His voice was strangely calm. He asked me if I was alright, and I assured him that I was, that my friends had been nothing but gentlemanly and had just gotten a little out of hand with him on the phone. I asked him how he had gotten my number, and he said that my father had relented and given him the number upon finding out that I was sharing a motel room with 5 college guys. It took my pickled brain a moment or two to make the connection, but when the realization hit, I was immediately sober: if he had the number, he knew where I was. The switchboard. He could be here. As if he read my mind, he said, "You tell your little friends that I will be there in 8 hours. Let's see how fucking funny it is when I get there." I was terrified. What had I done? What harm had I brought upon my friends with this bullshit? I came up with the only thing I could think of.
"You can drive down if you want, but I won't be here. I'll take a flight out of here tonight, and I will tell my friends to have the cops here waiting for you . . . You are not going to get anywhere with this temper tantrum," I warned him, praying that he would bow to the bluff. My friends were quiet, taking this all in, and realizing the enormity of what I was facing.
He was sobbing by this point, "Please . . . I can't sleep, I can't eat . . . I can't work . . . you are my whole world, and I am so scared that I have lost you. Please, tell me that you still love me. I want to come get you, please let me." I began to feel waves of sadness wash over the anger. Maybe it was the alcohol, maybe it was the previous 2 weeks of putting on a strong face, but I began to crack. I was worried about him, I was convinced that it was my parent's will that he come get me, I was worried that my father had the wrong idea about this trip, I was scared for my friends, and I was becoming more and more convinced that I had thrown away 4 years for a one week beach fling. Disarming this situation was my first priority; I figured that I would think about the ramifications later. This was my fault, and I was going to do what it took to fix it. Alone. It was a split second decision that would change the course of my life. "When you get to town, call the room. I will meet you outside. DO NOT come to the door of this hotel room. If you do, I will call the police. You WILL NOT speak to my friends, or do anything to hurt them," I lectured.

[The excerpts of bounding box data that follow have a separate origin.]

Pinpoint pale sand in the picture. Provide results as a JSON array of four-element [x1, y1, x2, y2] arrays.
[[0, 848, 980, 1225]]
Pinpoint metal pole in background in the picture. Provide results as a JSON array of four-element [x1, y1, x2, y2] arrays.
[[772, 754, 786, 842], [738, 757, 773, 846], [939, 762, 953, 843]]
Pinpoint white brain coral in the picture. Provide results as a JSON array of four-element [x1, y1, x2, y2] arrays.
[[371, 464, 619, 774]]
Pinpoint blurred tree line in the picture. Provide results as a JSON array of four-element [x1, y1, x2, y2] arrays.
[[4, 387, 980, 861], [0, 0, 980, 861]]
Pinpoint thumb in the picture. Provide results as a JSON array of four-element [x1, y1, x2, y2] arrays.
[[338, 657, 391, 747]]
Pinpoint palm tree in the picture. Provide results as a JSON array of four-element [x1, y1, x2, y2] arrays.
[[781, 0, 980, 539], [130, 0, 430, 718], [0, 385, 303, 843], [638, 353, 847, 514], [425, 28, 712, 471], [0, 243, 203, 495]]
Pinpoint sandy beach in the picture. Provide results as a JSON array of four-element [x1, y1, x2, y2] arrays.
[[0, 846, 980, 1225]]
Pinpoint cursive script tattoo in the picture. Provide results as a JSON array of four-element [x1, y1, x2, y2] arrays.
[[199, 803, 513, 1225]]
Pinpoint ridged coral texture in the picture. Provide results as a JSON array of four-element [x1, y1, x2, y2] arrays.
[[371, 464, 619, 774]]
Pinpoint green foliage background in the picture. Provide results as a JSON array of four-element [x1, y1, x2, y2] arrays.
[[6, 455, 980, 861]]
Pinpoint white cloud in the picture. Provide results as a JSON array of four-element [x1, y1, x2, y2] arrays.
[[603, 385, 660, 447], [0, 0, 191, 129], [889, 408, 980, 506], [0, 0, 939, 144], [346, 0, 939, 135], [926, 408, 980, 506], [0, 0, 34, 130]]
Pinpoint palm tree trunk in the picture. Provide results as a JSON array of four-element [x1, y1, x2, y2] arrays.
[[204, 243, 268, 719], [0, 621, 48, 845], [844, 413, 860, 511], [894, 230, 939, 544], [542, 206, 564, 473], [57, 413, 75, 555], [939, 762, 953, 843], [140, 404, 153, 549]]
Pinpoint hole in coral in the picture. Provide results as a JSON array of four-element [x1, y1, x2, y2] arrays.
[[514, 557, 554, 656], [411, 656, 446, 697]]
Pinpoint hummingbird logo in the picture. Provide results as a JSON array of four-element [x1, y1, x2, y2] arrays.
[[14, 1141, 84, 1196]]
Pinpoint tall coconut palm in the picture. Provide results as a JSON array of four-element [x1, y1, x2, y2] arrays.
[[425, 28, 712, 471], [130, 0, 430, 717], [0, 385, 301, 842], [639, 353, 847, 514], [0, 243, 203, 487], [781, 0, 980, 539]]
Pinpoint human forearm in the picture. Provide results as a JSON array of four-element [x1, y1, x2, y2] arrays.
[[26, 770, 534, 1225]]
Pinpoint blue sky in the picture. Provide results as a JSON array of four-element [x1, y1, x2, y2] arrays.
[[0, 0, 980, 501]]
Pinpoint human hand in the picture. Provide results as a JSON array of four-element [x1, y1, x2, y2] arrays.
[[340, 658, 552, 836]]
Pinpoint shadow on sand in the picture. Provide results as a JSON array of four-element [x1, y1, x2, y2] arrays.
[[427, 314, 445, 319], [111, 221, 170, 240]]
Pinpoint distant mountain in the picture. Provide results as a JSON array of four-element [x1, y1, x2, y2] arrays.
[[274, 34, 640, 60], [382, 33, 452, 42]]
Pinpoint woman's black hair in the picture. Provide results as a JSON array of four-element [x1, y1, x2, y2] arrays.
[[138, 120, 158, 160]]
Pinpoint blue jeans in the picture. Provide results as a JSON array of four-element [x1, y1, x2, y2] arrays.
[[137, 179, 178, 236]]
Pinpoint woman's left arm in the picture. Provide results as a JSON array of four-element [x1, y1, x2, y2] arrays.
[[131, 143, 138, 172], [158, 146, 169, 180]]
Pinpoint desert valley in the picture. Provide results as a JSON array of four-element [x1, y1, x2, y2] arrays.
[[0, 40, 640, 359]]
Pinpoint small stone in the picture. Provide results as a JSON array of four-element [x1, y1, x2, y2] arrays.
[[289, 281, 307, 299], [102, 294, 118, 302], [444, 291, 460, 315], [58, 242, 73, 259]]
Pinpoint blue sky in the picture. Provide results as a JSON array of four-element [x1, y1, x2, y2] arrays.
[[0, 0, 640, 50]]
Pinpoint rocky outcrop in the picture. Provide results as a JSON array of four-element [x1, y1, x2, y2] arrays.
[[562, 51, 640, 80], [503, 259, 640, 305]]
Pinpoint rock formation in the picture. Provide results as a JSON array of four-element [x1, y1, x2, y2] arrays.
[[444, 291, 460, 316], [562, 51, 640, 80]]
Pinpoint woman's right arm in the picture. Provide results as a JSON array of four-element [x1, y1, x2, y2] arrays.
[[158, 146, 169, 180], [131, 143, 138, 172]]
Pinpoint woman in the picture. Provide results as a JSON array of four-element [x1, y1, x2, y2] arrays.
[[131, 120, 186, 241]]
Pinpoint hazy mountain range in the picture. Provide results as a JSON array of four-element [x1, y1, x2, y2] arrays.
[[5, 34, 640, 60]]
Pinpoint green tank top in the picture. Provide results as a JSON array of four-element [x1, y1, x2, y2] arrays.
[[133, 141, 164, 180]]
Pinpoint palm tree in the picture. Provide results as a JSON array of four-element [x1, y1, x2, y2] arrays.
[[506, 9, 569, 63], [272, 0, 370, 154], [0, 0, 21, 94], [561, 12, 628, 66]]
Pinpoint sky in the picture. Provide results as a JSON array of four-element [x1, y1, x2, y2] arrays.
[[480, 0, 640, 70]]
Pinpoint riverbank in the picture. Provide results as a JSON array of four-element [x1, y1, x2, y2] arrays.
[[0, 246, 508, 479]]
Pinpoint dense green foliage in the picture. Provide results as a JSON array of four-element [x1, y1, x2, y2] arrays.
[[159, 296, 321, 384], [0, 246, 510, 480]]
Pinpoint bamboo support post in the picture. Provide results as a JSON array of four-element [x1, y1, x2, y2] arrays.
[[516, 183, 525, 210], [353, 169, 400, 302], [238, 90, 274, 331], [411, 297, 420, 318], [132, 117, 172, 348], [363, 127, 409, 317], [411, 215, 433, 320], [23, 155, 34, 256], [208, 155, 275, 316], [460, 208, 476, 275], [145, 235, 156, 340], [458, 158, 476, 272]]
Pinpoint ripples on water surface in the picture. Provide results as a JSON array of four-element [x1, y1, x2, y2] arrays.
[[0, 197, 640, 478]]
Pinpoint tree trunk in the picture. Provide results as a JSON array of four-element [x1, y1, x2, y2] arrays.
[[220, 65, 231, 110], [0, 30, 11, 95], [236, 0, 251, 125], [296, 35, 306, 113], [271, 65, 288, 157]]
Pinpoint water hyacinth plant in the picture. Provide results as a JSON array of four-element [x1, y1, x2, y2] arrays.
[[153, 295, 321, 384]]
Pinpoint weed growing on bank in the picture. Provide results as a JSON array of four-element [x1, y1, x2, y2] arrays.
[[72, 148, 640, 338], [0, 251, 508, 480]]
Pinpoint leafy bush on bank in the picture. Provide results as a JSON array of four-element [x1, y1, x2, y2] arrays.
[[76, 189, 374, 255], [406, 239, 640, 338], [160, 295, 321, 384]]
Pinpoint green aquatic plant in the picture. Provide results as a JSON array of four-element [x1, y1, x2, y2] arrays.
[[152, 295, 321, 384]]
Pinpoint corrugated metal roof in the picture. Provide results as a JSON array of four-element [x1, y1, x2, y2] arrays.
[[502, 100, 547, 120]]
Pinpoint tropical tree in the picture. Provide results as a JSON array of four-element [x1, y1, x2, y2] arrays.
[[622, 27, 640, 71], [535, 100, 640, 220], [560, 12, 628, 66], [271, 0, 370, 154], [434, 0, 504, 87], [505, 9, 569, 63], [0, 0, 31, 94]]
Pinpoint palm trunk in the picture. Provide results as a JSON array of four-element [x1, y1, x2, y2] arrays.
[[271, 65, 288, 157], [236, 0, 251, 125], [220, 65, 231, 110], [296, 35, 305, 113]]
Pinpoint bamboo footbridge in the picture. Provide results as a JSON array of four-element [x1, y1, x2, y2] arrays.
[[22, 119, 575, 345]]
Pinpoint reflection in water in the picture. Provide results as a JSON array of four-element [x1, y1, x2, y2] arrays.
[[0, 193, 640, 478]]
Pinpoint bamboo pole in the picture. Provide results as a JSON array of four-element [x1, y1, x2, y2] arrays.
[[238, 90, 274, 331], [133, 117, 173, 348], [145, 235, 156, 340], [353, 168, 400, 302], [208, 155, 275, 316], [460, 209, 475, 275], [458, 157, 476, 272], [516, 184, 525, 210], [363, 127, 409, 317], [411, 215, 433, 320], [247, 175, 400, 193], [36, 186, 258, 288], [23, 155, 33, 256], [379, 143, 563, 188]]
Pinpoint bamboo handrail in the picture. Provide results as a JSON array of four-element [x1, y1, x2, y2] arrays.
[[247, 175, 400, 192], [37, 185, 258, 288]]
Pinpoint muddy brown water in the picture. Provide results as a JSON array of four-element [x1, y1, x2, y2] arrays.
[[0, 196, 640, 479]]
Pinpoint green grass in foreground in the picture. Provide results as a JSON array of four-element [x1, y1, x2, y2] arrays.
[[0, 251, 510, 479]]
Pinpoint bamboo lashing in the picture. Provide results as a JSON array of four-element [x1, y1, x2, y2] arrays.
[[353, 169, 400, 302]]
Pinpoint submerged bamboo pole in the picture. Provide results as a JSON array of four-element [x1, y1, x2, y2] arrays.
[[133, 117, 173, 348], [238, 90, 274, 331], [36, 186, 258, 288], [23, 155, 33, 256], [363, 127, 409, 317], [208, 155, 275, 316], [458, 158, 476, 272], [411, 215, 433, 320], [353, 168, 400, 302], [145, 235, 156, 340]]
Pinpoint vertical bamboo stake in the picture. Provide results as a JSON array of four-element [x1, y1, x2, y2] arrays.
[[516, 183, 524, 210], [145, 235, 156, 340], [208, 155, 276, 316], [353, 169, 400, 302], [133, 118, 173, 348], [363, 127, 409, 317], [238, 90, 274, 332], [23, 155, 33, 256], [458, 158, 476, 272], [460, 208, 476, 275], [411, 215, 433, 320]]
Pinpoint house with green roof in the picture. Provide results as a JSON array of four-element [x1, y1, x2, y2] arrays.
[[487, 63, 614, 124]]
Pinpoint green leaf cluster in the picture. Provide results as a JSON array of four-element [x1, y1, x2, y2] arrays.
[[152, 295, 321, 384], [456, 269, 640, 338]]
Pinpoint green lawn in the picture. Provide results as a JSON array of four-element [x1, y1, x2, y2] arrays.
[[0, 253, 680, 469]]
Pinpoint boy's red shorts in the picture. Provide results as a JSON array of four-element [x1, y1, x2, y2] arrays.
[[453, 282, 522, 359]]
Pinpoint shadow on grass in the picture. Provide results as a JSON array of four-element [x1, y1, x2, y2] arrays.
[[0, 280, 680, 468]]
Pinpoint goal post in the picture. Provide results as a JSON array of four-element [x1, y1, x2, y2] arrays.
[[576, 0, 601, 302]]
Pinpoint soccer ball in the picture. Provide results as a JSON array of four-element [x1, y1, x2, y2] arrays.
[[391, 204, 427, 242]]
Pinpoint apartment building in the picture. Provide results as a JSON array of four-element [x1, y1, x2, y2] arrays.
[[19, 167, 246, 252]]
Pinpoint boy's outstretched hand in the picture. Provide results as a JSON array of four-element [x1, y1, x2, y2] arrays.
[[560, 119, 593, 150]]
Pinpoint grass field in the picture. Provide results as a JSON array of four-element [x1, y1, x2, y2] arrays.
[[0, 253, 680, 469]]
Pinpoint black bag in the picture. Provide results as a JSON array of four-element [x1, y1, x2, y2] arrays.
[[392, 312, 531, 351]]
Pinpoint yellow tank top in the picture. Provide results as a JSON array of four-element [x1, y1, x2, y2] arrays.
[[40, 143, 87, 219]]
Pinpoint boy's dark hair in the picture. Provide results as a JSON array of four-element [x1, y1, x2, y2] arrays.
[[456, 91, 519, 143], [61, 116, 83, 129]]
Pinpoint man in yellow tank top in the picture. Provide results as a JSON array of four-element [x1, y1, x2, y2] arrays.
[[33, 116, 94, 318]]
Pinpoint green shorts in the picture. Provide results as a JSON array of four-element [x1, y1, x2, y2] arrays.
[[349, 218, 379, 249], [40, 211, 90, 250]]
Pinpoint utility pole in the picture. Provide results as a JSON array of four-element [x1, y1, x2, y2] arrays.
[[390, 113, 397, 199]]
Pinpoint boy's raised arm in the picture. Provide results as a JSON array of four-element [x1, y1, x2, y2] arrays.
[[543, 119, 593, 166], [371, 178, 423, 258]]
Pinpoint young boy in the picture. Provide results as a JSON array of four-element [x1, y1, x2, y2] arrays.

I packed my things while my friends gathered around me, begging me not to go. The guys repeatedly said, "Let him come! We'll kick his ass!" I was touched that they wanted to help me, but I knew full well that it would be a bloodbath.
One by one, my tipsy friends dropped off into a sound sleep. I sat quietly in the dark, calculating how long before he arrived, contemplating what the next few hours would hold for me, and wondering if there was any way that this could end peacefully.